The sustained robust growth of exports even amid the increasing pick-up in imports pulled the trade in goods balance to a surplus of $1.305 billion for the first eight months of the year, with the surplus of $550 million registered in august posting the highest monthly surplus since 1997. Merchandise exports reached $21.865 billion for the first eight months of the year, growing by 14.7 percent. Electronics products continued to dominate Philippine exports, with a share of 59.5 percent, and remained among the pacesetters with a growth of 20.8 percent. Aside from electronics, exports of machinery and transport equipment also continued to be a top export gainer. On the other hand, imports continued to recover, registering a 1.7 percent growth in January-August 1999 over the year-ago level. This indicated that the various industrial sectors are starting to respond positively to the brighter macroeconomic prospects. In August 1999, a year-on-year import growth of 6.1 percent was recorded due mainly to higher raw materials and intermediate goods imports. Starting June, a rebound in the importation of capital goods was also noted.
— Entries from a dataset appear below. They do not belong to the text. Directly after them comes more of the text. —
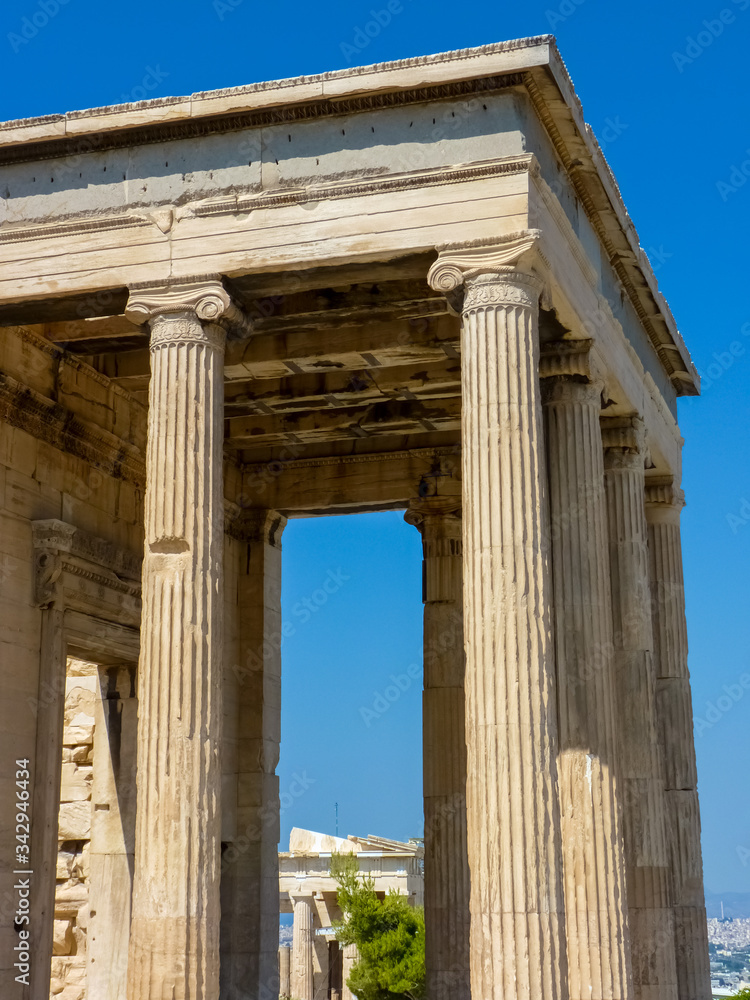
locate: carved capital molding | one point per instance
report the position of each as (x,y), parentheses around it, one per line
(190,310)
(662,493)
(624,443)
(255,524)
(168,329)
(566,358)
(436,513)
(571,391)
(492,272)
Meanwhile, the capital account yielded a net inflow of $1.510 billion, with sustained net inflows of medium and long-term loans and investments. Portfolio investments by non-residents managed a net inflow of $448 million, given the mixed sentiments towards the equities market in recent months.
The actual current account and overall BOP positions are now closer to the targets for the whole year. The overall BOP surplus for 1999 is projected at $3.16 billion compared to the actual level of $2.995 billion, while the current account target of $1.665 billion surplus has already exceeded by the January-August level of $3.331 billion. Moreover, Gross International Reserves at end-August 1999 reached $14.189 billion, $205 million higher than the projected level of $13.984 billion.